Migrants torturés en Libye: La chaîne de télévision britannique Channel4 démontre que le trafic d’esclave continue

Migrants torturés en Libye: La chaîne de télévision britannique Channel4 démontre que le trafic d’esclave continue

Un reportage de la chaîne de télévision britannique Channel4, diffusé lundi, révèle en images les conditions de détention inhumaines des migrants en Libye. À travers des photos et vidéos issues des réseaux sociaux, il montre les tortures qui leur sont infligées.

Les témoignages de migrants sur les conditions de détention en Libye, reviennent régulièrement sur les maltraitances, les tortures, le manque de soins et de nourriture. Mais les images sont rares.

Dans un reportage diffusé lundi 25 février, la chaîne de télévision britannique Channel4 présente ces terribles conditions de détention après avoir obtenu des images amateurs. Ces photos et vidéos, prises par les migrants, illustrent leur quotidien dans les centres de détention du pays où ils sont à peine nourris et vivent dans des conditions d’hygiène désastreuses.

Les images de Channel4 sont insoutenables. Elles montrent des migrants – dont des femmes- suppliciés. On y voit des personnes enchaînées, suspendues au plafond, battues, brûlées au plastique liquide, menacées avec des armes à feu.

“La très grande majorité de ces personnes ont déjà tenté de traverser la Méditerranée, ont été interceptés par les garde-côtes et ramenés en Libye”, raconte Sally Hayden, une journaliste qui a compilé des dizaines de témoignages de migrants détenus en Libye.

Depuis 2017, l’Union européenne fournit des navires à Tripoli et finance une formation prodiguée aux garde-côtes libyens pour qu’ils interceptent les embarcations de migrants en Méditerranée. Cette nouvelle politique a permis de réduire considérablement le nombre d’arrivées en Europe mais elle a contribué à aggraver le sort des migrants bloqués en Libye.

L’Europe sous le feu des critiques des ONG

Les trafiquants d’êtres humains ont trouvé avec les migrants retenus en Libye une importante manne financière. Les vidéos de leurs supplices sont publiées sur les réseaux sociaux pour faire pression sur leurs familles et obliger leurs proches à envoyer de l’argent.

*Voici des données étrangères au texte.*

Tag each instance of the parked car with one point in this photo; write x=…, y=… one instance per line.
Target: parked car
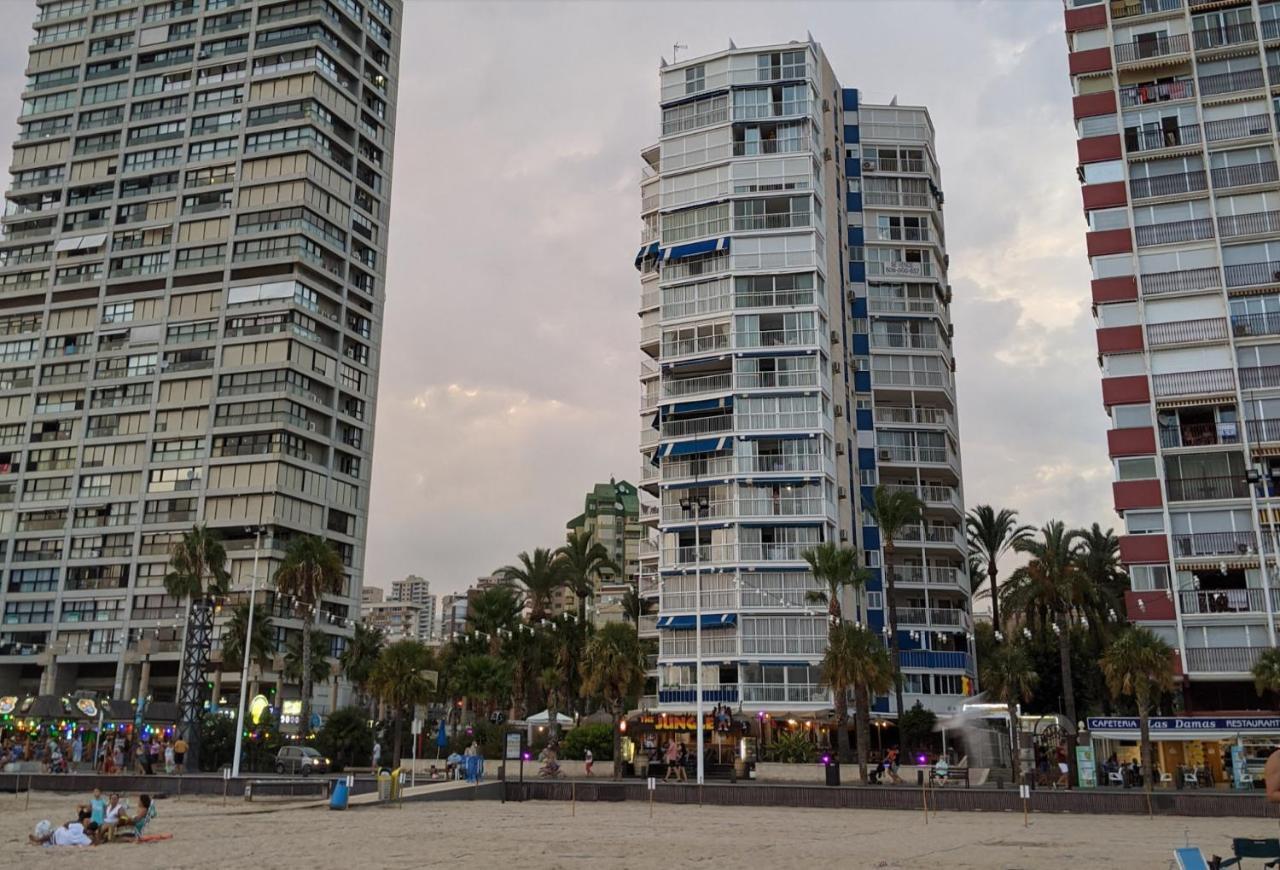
x=300, y=759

Il n’est pas rare que des gardiens des centres de détention revendent eux-mêmes des migrants à des trafiquants. Les enlèvements sont également fréquents. Comme cela est arrivé dans le centre de détention de Khoms, à l’est de Tripoli, rappelle Channel4. Plusieurs personnes qui y étaient détenues ont disparu après que des trafiquants ont tenté d’enlever des migrants avec la complicité des gardiens.

Giulia Tranchina, avocate spécialiste de l’immigration et du droit d’asile, interrogée par Channel4, explique recevoir des témoignages qui viennent confirmer une réalité déjà connue : “Les tortures se déroulent alors que les trafiquants sont au téléphone avec les familles des migrants, afin que leurs proches entendent les cris”. “Certains de mes clients sont couverts de cicatrices, complètement traumatisés”, détaille l’avocate.

La politique européenne en Libye est régulièrement dénoncée par les organisations de défense des droits de l’Homme. Interrogé par Channel4, Matteo Debelis, chercheur à Amnesty international souligne que “la priorité numéro un des gouvernements européens est d’empêcher les migrants et réfugiés de traverser la Méditerranée et d’arriver en Europe. Ils n’agissent donc pas pour mettre un terme aux violations des droits de l’Homme commises en Libye.”

La Commission européenne a fait savoir à Channel4 que son travail en Libye “avait toujours consisté à sauver des vies, protéger des personnes, combattre le trafic d’êtres humains et soutenir les migrants vulnérables.”

La France va livrer six nouveaux bateaux à la Libye

Vincent Cochetel, envoyé spécial de l’UNHCR pour la situation en Méditerranée centrale, a réagi au reportage de Channel4 sur son compte Twitter. “Nous ne pouvons plus douter du fait que le système de détention [en Libye] est partie intégrante du modèle commercial des trafiquants d’êtres humains. De profonds changements sont nécessaires pour sauver des vies”, a-t-il affirmé.

Mi-février, la ministre des Armées, Florence Parly, a annoncé au Premier ministre libyen Fayez el-Sarraj que la France allait livrer six embarcations rapides à la garde-côtes libyenne.

Cette aide européenne est dénoncée par Human Right Watch (HWR). Dans un rapport publié en janvier dernier, l’ONG a estimé que le soutien de l’UE – et l’Italie en particulier – aux libyens contribue à la détention arbitraire et abusive des migrants et demandeurs d’asile interceptés en mer. Les Européens, souligne l’ONG, sont “complices d’un cauchemar sans fin”, qui s’est accentué avec la fermeture des ports italiens et maltais aux ONG.